Replacing a credit scorecard without breaking fair lending

When a bank decides whether to approve a loan, a model estimates the probability of default, the chance the applicant fails to repay, and the bank approves everyone below some risk cutoff. Most banks still run decades-old scorecard technology for this, and replacing one is less a modeling problem than a proof problem: a new model must be measurably better, it must not discriminate, every decline must be explainable to the applicant by law, and all of it must survive a model validator whose job is to find reasons to say no. The purpose of this project is to build that entire arc, model, fairness audit, dollar impact, explanations, and governance paperwork, and to do it on data where the fairness audit can be proven to work, because the bias was planted deliberately and the audit either finds it or it does not.

The impact is concrete on both sides of the trade.
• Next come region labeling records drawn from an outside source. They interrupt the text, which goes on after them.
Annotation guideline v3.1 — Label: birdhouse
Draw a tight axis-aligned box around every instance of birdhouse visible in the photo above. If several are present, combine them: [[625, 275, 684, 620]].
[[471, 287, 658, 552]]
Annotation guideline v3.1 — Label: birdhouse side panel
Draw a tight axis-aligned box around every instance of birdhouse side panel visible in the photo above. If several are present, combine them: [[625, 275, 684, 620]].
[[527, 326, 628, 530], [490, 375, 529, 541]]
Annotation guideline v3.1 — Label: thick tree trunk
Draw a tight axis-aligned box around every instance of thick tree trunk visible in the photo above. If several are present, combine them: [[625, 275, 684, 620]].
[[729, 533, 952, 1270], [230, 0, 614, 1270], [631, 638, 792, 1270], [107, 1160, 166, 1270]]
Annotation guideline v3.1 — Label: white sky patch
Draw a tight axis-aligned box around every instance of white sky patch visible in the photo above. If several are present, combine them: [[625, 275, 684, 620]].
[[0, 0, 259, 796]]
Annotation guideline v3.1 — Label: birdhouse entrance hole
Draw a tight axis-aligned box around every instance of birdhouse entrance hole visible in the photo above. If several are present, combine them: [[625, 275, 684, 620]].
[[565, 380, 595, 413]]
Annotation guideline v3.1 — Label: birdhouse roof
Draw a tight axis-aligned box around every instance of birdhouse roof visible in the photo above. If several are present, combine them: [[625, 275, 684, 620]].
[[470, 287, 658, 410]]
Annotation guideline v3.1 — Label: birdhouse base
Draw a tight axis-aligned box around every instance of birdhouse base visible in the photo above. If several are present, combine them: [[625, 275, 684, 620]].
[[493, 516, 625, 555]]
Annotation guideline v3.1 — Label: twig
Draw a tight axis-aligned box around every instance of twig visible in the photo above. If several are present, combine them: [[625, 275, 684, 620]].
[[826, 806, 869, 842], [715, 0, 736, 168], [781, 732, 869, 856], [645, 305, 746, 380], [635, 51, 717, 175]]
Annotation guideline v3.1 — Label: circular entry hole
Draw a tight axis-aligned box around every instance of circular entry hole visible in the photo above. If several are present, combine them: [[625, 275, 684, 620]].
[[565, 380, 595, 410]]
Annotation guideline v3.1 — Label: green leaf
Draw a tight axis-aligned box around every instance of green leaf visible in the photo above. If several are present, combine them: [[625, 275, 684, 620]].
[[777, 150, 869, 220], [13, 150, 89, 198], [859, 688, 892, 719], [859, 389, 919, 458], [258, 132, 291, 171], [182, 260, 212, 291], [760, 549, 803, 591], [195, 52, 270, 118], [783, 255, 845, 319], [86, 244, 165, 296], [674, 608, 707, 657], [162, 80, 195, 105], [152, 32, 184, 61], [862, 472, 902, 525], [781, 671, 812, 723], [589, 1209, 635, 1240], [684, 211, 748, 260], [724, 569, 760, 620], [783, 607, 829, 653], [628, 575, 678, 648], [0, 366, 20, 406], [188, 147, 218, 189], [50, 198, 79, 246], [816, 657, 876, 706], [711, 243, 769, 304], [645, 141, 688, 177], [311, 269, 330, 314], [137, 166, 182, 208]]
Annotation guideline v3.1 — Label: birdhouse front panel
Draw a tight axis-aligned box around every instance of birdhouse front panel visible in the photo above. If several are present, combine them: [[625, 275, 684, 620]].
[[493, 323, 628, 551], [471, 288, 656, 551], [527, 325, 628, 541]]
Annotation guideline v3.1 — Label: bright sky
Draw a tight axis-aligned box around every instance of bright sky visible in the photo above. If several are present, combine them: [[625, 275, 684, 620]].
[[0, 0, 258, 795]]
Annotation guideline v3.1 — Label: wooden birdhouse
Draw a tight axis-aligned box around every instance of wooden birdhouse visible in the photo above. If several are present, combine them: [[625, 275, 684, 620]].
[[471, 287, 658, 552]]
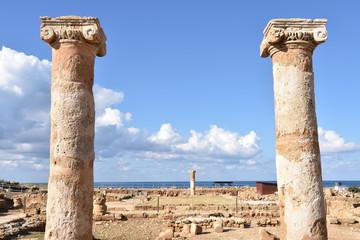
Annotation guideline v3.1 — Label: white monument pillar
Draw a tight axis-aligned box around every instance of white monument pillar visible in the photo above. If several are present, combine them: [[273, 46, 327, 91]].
[[188, 170, 196, 196]]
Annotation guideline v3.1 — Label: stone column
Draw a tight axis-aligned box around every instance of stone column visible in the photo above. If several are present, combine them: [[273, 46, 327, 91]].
[[40, 16, 106, 240], [260, 19, 327, 240], [188, 170, 196, 196]]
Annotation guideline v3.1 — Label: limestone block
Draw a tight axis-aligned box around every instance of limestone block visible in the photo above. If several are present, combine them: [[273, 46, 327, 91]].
[[338, 218, 356, 224], [182, 224, 190, 233], [259, 228, 279, 240], [214, 220, 224, 233], [326, 217, 339, 224], [159, 228, 174, 240], [13, 198, 23, 209], [190, 223, 202, 235]]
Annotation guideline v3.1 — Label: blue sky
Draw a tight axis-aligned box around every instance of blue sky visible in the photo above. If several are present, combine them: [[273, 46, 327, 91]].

The champion model lifts Gini by 0.102 over the incumbent scorecard, which at a constant 70% approval rate translates to an estimated $13.8M (19.2%) reduction in annual default losses on the simulated 800,000-application portfolio, or, taken the other way at constant risk, 57,998 additional approvals per year. And the audit demonstrably earns its place: a naive challenger with even higher Gini is rejected because it fails the four-fifths fairness rule, which is exactly the model a team without the audit would have shipped. The code is at github.com/gradientsj/credit-risk-model.

The system at a glance

Step 1: data where the answer key is known

Real lending data cannot be published, but the deeper reason this project simulates its portfolio is that real data can never tell you whether your fairness tests actually work. If an audit of a real model comes back clean, there is no way to distinguish "the model is fair" from "the audit is blind". So the simulator generates 800,000 applications with correlated bureau-style features (income, utilization, delinquencies, savings, and so on, with an 8.0% default rate), makes the protected attributes causally inert by construction, meaning they have no effect on whether anyone defaults, and then injects bias through two parameterized mechanisms. One is a proxy feature, a regional default-rate index that silently encodes protected-group membership, the classic shape of redlining. The other under-reports income for one segment, so equally creditworthy applicants arrive with worse-looking files. Because the bias is planted, the fairness suite can be tested like software: it must fail the biased configuration and pass the clean one, and the repository's tests assert exactly that. A companion pipeline runs the same comparison on real data, the Home Credit Default Risk dataset of roughly 307,000 applications, so the method is not stranded on synthetic ground.

The default risk itself is built from regime interactions: whether high card utilization is dangerous depends on whether the borrower revolves a balance or pays in full, and whether high leverage is dangerous depends on liquidity buffers. That matters because the incumbent technology cannot express such interactions, which is precisely what creates the challenger's headroom.

Step 2: four models, including the incumbent

The incumbent is a weight-of-evidence scorecard, the standard the industry actually runs. Each feature is cut into bins, each bin gets a weight reflecting how its default odds compare to the population average, and a logistic regression over those binned weights becomes a points scale (here calibrated so 20 points double the odds). Scorecards survive because every point of every score can be read off a table, which regulators and validators like, but the binning makes each feature contribute independently, so interactions like "high utilization and a revolver" are invisible to it.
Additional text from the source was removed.